Jusqu’à quand vont-ils continuer à les empiler ? Pourquoi ne pas creuser un grand trou pour enfouir les plus biodégradables? Bien malin celui qui aurait des réponses à ces questions angoissantes, à ces interrogations pressantes.
Sur ces montagnes d’ordures bercées par des odeurs insupportables, cinq messieurs fouillent, pourtant, frénétiquement à la recherche d’objets “tels que valises, moulins et autres appareils de métal endommagés”, nous précisent-ils.
De même, à quelques mètres du site, des cultures diverses sont, là aussi, entretenues. Pourquoi autorise-t-on les gens à fouiller et à cultiver dans ces zones à risque? Dans notre quête de réponse nous avons approché le maire de la commune la plus proche, celle de Itsandra-Djumwashongo
L’appel du maire
Moustoifa Mohamed déplore que sa commune soit devenue une poubelle “à cause d’un site qui ne répond malheureusement pas aux normes”. Il estime qu’il serait mieux de programmer des heures précises pour le passage des ordures dans les localités.
“Nos administrés respirent régulièrement cet air pollué. Parfois, des camions chargés tombent en pannent et sont laissés là des journées entières et c’est à moi qu’on demande des comptes”. Notre interlocuteur a l’impression que le comité de pilotage a pris sa commune “en otage”.
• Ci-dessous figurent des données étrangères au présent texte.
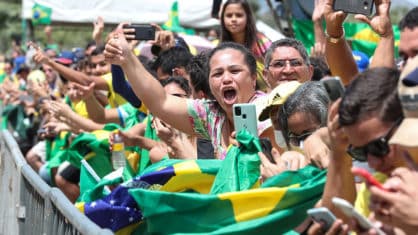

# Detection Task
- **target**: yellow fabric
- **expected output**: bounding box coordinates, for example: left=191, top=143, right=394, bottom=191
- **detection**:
left=125, top=151, right=139, bottom=173
left=72, top=100, right=89, bottom=118
left=218, top=185, right=299, bottom=222
left=160, top=161, right=215, bottom=194
left=354, top=172, right=387, bottom=217
left=102, top=73, right=127, bottom=108
left=139, top=102, right=148, bottom=114
left=115, top=221, right=143, bottom=235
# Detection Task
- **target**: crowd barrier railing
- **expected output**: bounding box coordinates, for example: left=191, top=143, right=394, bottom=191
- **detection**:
left=0, top=130, right=113, bottom=235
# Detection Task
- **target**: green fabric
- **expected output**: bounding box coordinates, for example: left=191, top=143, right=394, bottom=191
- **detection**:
left=2, top=104, right=29, bottom=139
left=211, top=129, right=262, bottom=194
left=129, top=166, right=326, bottom=235
left=292, top=20, right=400, bottom=57
left=32, top=3, right=52, bottom=25
left=161, top=1, right=195, bottom=35
left=138, top=114, right=160, bottom=174
left=77, top=162, right=123, bottom=202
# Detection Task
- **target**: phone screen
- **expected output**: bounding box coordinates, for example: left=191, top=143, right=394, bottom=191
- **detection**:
left=232, top=103, right=258, bottom=137
left=333, top=0, right=374, bottom=15
left=123, top=24, right=155, bottom=40
left=351, top=167, right=387, bottom=191
left=320, top=77, right=345, bottom=101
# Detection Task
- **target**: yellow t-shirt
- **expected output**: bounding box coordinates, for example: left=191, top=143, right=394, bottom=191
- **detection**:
left=354, top=172, right=388, bottom=217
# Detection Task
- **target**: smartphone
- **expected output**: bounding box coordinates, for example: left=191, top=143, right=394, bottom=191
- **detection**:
left=259, top=138, right=276, bottom=163
left=332, top=197, right=385, bottom=235
left=211, top=0, right=222, bottom=19
left=123, top=24, right=155, bottom=40
left=333, top=0, right=374, bottom=15
left=351, top=167, right=387, bottom=191
left=307, top=207, right=337, bottom=232
left=232, top=103, right=258, bottom=137
left=320, top=77, right=345, bottom=101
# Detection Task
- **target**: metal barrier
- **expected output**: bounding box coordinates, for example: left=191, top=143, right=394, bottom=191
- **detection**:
left=0, top=131, right=113, bottom=235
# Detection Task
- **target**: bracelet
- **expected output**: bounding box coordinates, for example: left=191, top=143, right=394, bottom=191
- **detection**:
left=325, top=28, right=345, bottom=44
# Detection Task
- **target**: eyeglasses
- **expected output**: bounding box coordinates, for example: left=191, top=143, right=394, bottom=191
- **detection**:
left=269, top=59, right=304, bottom=69
left=289, top=131, right=313, bottom=146
left=347, top=118, right=402, bottom=162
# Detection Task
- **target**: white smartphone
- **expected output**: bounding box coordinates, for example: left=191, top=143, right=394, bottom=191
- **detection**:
left=332, top=197, right=385, bottom=235
left=232, top=103, right=258, bottom=137
left=307, top=207, right=337, bottom=231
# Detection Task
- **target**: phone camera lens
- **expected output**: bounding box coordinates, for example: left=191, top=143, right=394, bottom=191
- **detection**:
left=363, top=1, right=369, bottom=10
left=235, top=107, right=241, bottom=116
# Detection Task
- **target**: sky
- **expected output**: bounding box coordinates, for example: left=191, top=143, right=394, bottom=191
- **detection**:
left=258, top=0, right=418, bottom=12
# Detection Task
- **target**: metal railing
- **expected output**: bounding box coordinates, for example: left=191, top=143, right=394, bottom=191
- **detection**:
left=0, top=131, right=113, bottom=235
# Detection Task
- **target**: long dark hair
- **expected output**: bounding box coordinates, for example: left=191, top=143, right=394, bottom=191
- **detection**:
left=221, top=0, right=257, bottom=51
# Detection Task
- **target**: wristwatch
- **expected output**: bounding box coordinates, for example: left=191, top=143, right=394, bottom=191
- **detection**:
left=325, top=28, right=345, bottom=44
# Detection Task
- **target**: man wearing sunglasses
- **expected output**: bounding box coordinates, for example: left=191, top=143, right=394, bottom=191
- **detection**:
left=323, top=68, right=405, bottom=229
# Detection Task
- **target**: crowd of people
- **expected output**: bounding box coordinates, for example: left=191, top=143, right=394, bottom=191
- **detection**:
left=0, top=0, right=418, bottom=234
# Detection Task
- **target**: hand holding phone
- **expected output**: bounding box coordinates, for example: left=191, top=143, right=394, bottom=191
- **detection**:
left=232, top=103, right=258, bottom=137
left=123, top=24, right=155, bottom=41
left=320, top=77, right=345, bottom=101
left=259, top=138, right=276, bottom=163
left=351, top=167, right=388, bottom=191
left=307, top=207, right=337, bottom=232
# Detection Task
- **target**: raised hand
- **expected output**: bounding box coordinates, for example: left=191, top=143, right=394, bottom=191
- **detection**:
left=73, top=82, right=95, bottom=100
left=28, top=41, right=51, bottom=64
left=323, top=0, right=347, bottom=38
left=92, top=16, right=104, bottom=43
left=354, top=0, right=393, bottom=37
left=104, top=23, right=131, bottom=66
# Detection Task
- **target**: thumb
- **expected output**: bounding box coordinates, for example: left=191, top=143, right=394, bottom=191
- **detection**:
left=354, top=14, right=371, bottom=25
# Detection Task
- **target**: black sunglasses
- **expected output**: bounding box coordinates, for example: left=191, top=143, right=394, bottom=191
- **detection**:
left=289, top=131, right=313, bottom=146
left=347, top=118, right=402, bottom=162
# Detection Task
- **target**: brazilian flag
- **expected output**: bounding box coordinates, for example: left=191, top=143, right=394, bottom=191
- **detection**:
left=162, top=1, right=194, bottom=34
left=76, top=132, right=326, bottom=234
left=32, top=2, right=52, bottom=25
left=293, top=20, right=400, bottom=57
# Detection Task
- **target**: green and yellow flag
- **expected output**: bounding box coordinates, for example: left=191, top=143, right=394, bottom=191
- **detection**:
left=32, top=2, right=52, bottom=25
left=162, top=1, right=194, bottom=34
left=293, top=20, right=400, bottom=57
left=77, top=132, right=326, bottom=235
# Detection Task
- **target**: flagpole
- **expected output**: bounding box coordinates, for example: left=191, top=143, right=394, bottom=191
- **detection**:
left=81, top=159, right=110, bottom=193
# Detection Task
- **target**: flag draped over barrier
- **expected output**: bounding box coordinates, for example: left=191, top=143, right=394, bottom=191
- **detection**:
left=77, top=132, right=326, bottom=234
left=293, top=20, right=400, bottom=57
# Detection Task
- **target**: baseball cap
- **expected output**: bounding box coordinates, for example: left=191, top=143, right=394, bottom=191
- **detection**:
left=353, top=51, right=369, bottom=72
left=55, top=51, right=75, bottom=65
left=389, top=56, right=418, bottom=147
left=258, top=81, right=301, bottom=121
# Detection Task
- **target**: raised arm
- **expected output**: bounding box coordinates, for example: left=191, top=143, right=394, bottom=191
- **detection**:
left=75, top=83, right=120, bottom=124
left=49, top=101, right=104, bottom=131
left=355, top=0, right=395, bottom=68
left=311, top=0, right=326, bottom=57
left=324, top=0, right=358, bottom=85
left=104, top=24, right=193, bottom=134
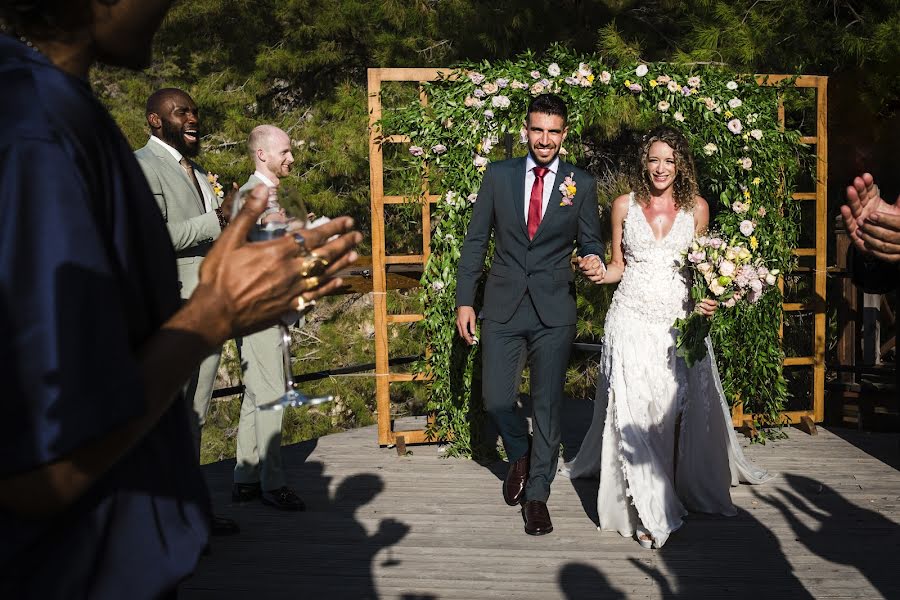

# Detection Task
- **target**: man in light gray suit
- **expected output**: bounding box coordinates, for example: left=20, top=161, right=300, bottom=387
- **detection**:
left=231, top=125, right=305, bottom=510
left=134, top=88, right=238, bottom=534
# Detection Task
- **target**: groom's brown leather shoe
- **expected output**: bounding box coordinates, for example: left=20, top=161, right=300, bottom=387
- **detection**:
left=522, top=500, right=553, bottom=535
left=503, top=454, right=529, bottom=506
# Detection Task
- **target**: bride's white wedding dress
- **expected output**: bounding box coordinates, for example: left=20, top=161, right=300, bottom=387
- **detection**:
left=560, top=193, right=772, bottom=547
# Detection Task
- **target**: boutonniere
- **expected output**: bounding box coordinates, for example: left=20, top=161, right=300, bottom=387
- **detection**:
left=559, top=173, right=578, bottom=206
left=206, top=172, right=225, bottom=199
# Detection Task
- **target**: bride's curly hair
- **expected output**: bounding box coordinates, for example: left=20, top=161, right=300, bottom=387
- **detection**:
left=631, top=125, right=700, bottom=210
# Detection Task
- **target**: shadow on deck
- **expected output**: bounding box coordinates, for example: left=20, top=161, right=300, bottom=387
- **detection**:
left=180, top=401, right=900, bottom=600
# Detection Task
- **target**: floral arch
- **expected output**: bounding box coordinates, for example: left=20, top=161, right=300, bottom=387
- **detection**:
left=370, top=47, right=810, bottom=455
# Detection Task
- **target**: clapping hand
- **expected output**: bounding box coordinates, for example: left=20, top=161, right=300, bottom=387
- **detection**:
left=841, top=173, right=900, bottom=263
left=197, top=185, right=362, bottom=343
left=578, top=254, right=606, bottom=283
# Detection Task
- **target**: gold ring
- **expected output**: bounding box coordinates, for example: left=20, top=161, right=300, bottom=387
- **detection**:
left=297, top=294, right=316, bottom=315
left=291, top=233, right=309, bottom=256
left=300, top=252, right=328, bottom=277
left=309, top=250, right=331, bottom=267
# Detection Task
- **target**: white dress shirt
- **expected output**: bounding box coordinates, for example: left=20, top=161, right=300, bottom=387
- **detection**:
left=150, top=135, right=212, bottom=212
left=253, top=171, right=278, bottom=189
left=522, top=152, right=559, bottom=223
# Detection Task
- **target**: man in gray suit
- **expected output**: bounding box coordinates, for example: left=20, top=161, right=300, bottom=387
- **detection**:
left=231, top=125, right=306, bottom=510
left=134, top=88, right=238, bottom=534
left=456, top=94, right=604, bottom=535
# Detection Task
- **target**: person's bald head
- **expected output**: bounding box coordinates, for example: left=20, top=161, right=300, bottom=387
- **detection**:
left=147, top=88, right=200, bottom=156
left=247, top=125, right=294, bottom=181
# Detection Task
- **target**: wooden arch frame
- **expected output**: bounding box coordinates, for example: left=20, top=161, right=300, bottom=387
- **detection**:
left=368, top=68, right=828, bottom=446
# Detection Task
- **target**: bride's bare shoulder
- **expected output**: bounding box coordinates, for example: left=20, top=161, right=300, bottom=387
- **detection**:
left=612, top=194, right=631, bottom=212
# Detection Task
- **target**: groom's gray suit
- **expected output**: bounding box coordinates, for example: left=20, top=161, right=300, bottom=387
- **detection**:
left=456, top=158, right=603, bottom=502
left=134, top=139, right=222, bottom=458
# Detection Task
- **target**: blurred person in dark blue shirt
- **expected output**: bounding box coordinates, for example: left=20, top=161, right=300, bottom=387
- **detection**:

Il en veut pour preuve le fait qu’on lui aurait interdit de visiter le site sans qu’il comprenne pourquoi. Moustoifa Mohamed reste persuadé que tant que toutes les communes ne seront pas impliquées dans la gestion du site, les cinq localités ne cesseront de pointer du doigt les mairies.
C’est pour ce faire que le premier magistrat de la commune appelle à une révision rapide de la convention qui a mis en place le dit comité. “Nous sommes dans un contexte communal. Il est inacceptable que nos communes soient tenues à l’écart parce que nos habitants sont les premières victimes de cette situation”.
On le comprend. Malheureusement, des années après l’ouverture de ce site, le cri de Monsieur le maire semble avoir du mal à porter.